简体   繁体   English

从 numpy 数组的每一列中选择随机元素

[英]selecting random elements from each column of numpy array

I have an n row, m column numpy array, and would like to create a new kxm array by selecting k random elements from each column of the array.我有一个 n 行 m 列 numpy 数组,并且想通过从数组的每一列中选择 k 个随机元素来创建一个新的 kxm 数组。 I wrote the following python function to do this, but would like to implement something more efficient and faster:我写了以下 python function 来做到这一点,但想实现一些更有效和更快的东西:

def sample_array_cols(MyMatrix, nelements):
vmat = []
TempMat = MyMatrix.T
for v in TempMat:
    v = np.ndarray.tolist(v)
    subv = random.sample(v, nelements)
    vmat = vmat + [subv]
return(np.array(vmat).T) 

One question is whether there's a way to loop over each column without transposing the array (and then transposing back).一个问题是是否有一种方法可以循环遍历每一列而不转置数组(然后转回)。 More importantly, is there some way to map the random sample onto each column that would be faster than having a for loop over all columns?更重要的是,是否有某种方法可以将随机样本放到每一列上,这比在所有列上使用 for 循环更快? I don't have that much experience with numpy objects, but I would guess that there should be something analogous to apply/mapply in R that would work?我对 numpy 对象没有太多经验,但我想应该有一些类似于应用/映射的东西 R 可以工作?

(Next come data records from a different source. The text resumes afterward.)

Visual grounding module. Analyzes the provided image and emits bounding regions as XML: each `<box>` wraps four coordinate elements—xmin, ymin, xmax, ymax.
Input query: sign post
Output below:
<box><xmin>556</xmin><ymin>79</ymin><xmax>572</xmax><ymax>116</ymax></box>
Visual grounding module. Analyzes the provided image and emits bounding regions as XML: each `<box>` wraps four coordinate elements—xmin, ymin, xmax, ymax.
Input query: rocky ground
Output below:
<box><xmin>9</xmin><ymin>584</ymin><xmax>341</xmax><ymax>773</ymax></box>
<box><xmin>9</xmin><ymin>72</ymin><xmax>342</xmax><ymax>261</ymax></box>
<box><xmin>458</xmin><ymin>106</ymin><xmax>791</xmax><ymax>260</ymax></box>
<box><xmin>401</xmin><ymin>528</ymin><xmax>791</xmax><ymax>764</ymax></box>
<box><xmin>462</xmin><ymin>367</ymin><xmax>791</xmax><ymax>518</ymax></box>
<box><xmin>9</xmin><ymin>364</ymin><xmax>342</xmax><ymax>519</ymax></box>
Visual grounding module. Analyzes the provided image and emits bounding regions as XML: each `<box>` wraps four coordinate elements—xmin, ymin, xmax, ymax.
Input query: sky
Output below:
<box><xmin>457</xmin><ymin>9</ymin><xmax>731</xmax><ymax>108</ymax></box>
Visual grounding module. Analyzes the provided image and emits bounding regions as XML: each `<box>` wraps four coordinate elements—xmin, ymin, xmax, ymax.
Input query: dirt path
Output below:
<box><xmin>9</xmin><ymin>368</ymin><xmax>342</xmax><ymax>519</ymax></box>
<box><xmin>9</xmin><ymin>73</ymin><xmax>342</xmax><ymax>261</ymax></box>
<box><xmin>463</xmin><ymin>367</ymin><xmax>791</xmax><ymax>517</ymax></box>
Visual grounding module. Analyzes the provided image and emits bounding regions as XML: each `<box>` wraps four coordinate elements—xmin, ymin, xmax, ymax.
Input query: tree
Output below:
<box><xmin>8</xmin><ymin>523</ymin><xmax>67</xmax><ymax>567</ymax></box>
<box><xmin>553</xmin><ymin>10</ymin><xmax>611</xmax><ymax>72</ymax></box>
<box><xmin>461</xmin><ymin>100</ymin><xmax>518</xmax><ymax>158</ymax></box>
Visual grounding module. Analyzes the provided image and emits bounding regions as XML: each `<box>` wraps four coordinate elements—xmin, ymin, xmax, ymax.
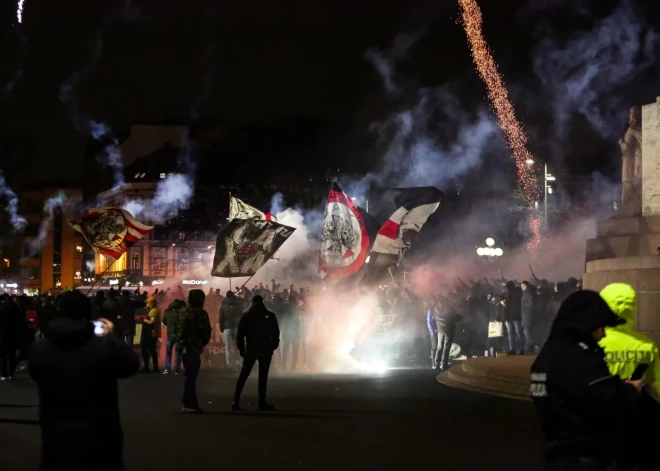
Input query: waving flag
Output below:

To sample each column without replacement just like your original solution就像您原来的解决方案一样,无需更换即可对每根色谱柱进行采样

import numpy as np

matrix = np.arange(4*3).reshape(4,3)
matrix

Output Output

array([[ 0,  1,  2],
       [ 3,  4,  5],
       [ 6,  7,  8],
       [ 9, 10, 11]])
k = 2
np.take_along_axis(matrix, np.random.rand(*matrix.shape).argsort(axis=0)[:k], axis=0)

Output Output

array([[ 9,  1,  2],
       [ 3,  4, 11]])

One alternative is to randomly generate the indices first, and then use take_along_axis to map them to the original array:一种替代方法是先随机生成索引,然后使用take_along_axis到 map 到原始数组:

arr = np.random.randn(1000, 5000)  # arbitrary
k = 10  # arbitrary
n, m = arr.shape
idx = np.random.randint(0, n, (m, k))
new = np.take_along_axis(arr, idx, axis=0)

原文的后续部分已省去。